ALEXANDER STUBB, the presidential candidate of the National Coalition, remains the public favourite to succeed President Sauli Niinistö, reveals an opinion poll commissioned by YLE.
Support for Stubb decreased by four percentage points from the previous month to 27 per cent, but he remains ahead of his closest rival, Pekka Haavisto (Greens), who was the preferred candidate of 23 per cent of the poll respondents for the second month in succession.
Jussi Halla-aho (PS), the poll found, has made the most successful push in the final stretch of campaigning, with his popularity surging from 10 per cent in December to 18 per cent in January. Halla-aho consequently emerged as the third most popular candidate ahead of Olli Rehn (Centre), who registered a two-point up-tick in support to 14 per cent.

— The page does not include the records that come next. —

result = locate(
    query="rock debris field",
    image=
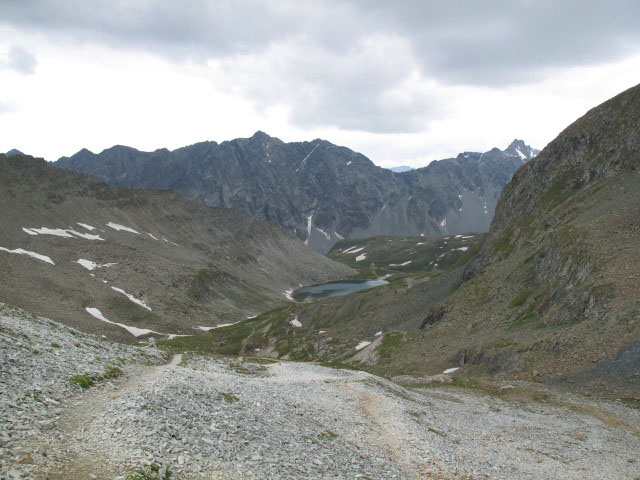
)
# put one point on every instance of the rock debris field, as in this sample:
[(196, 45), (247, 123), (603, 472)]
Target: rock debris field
[(149, 412)]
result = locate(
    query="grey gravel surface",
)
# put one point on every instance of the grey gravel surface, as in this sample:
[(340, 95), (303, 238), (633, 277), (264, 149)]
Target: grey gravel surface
[(204, 417)]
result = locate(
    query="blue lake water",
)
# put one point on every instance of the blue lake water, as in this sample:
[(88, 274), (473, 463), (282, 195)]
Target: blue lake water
[(332, 289)]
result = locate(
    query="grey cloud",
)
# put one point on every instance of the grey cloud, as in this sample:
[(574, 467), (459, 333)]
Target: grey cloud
[(511, 41), (491, 42), (19, 60), (317, 57), (6, 107)]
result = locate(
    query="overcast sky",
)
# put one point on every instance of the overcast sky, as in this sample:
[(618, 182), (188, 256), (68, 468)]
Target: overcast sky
[(404, 82)]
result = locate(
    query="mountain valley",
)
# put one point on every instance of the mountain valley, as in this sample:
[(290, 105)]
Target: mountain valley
[(321, 192), (148, 335)]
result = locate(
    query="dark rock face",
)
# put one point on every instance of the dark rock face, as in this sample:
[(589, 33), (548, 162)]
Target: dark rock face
[(193, 265), (558, 272), (320, 191)]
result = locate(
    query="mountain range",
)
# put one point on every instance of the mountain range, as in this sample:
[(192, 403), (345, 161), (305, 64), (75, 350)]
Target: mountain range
[(551, 294), (143, 260), (319, 191)]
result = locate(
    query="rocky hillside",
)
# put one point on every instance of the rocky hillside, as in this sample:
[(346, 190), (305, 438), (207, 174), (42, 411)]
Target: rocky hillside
[(85, 253), (77, 406), (319, 191), (551, 295)]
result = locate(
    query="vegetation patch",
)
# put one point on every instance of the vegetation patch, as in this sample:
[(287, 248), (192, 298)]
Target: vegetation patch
[(83, 381), (150, 472), (205, 281), (520, 298), (229, 397)]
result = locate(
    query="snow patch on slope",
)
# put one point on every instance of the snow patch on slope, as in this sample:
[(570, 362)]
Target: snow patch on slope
[(21, 251), (116, 226), (135, 331), (132, 298)]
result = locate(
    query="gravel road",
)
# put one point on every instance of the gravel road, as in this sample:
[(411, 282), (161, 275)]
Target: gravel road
[(213, 418)]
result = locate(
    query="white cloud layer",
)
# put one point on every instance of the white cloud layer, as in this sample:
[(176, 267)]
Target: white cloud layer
[(402, 82)]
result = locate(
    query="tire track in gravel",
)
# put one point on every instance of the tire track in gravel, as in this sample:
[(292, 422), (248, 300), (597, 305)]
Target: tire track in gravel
[(82, 461), (387, 436)]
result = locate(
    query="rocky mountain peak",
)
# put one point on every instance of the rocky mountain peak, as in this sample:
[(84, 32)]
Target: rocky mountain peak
[(319, 191), (518, 148)]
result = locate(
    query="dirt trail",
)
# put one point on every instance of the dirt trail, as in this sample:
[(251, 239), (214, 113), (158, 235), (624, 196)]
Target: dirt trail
[(388, 435), (82, 463)]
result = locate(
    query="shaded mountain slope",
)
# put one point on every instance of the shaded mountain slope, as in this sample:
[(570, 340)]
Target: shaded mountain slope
[(148, 259), (551, 295), (320, 191)]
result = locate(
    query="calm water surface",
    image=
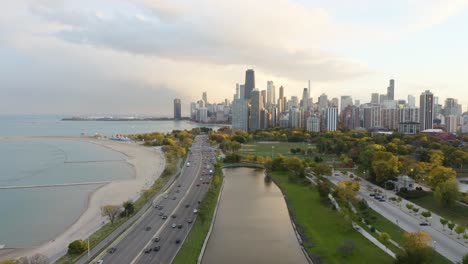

Halla-aho’s late surge is reflected also in the latest opinion poll by Helsingin Sanomat.
The results indicate that the presidential elections are shaping up to be very exciting particularly in regards to the three leading candidates, Jari Pajunen, the managing director of Taloustutkimus, stated to YLE on Thursday.
“Even major changes can happen in the final stretch. We’re set to have a very exciting Sunday evening,” he said.
A factor contributing to the excitement is that the share of uncertain voters has increased substantially from the previous month, by 10–15 points to nearly 25 per cent.
“The results will depend a lot on how the candidates are able to realise their potential support. Uncertain voters will play a central role there,” he reminded.
Pajunen said Halla-aho’s late surge is attributable largely to growing support from within the Finns Party. Rehn, in turn, has won over people who supported Paavo Väyrynen, a former chairperson of the Centre, in December. Väyrynen dropped out of the presidential race after failing to secure the 20,000 statements of support required to run as the candidate of a constituency association.
Stubb has not lost support in any particular direction, according to Pajunen. Although Halla-aho has been one beneficiary of his final-stretch difficulties, he has also lost the support of voters without fixed party affiliations.
“He’s still the National Coalition’s candidate,” summed up Pajunen.
Haavisto and Halla-aho establishing themselves as the most popular candidates among under 35-year-old voters ahead of Stubb is another noteworthy development, according to him.
Stubb, the poll revealed, would defeat all his rival candidates in the second round of voting, a run-off between the two most popular candidates in the first round. While Haavisto and Rehn would mount the most serious challenges, Stubb would beat them relatively soundly, winning 59 per cent of the vote.
His margin of victory would be greater against Halla-aho: 75 to 25 per cent. Halla-aho would lose the run-off also against Haavisto and Rehn, with the former projected to win 63 per cent and the latter 72 per cent of the vote against him.
A Haavisto-Rehn run-off would result in a narrow, two-point win for Rehn.
YLE on Thursday reported that Li Andersson (LA) has overtaken Jutta Urpilainen (SDP) as the fifth most popular candidate in the poll section representing the first round of voting. Support for Andersson has risen by two points to seven per cent from the previous month, whereas that for Urpilainen has declined by two points to five per cent.
“Andersson has managed to get the Left Alliance’s supporters more firmly behind her. Urpilainen is possibly in the reverse situation, with people leaving her to back Haavisto,” analysed Pajunen.
The finding, he added, is indicative of tactical voting. “Are people voting against someone or for someone?”
Support for Mika Aaltola has waned by a point to three per cent since December. Sari Essayah continues to poll at two per cent, while Harry Harkimo (MN) has seen his popularity diminish by a point to one per cent.
Taloustutkimus contacted 1,517 people by phone for the poll on 17–23 January. Pajunen highlighted to the public broadcasting company that phone polls have tended to reflect the ultimate election results more accurately than online ones.
More than two-thirds, or 1,149, of the people contacted were able and willing to disclose which candidate would receive their vote in the first round of the elections. The results have a margin of error of two points.
The first round of voting in the presidential elections is on Sunday, 28 January. The second round of voting, which will be held if no candidate wins more than 50 per cent of the votes cast in the first round, is scheduled to take place on Sunday, 11 February.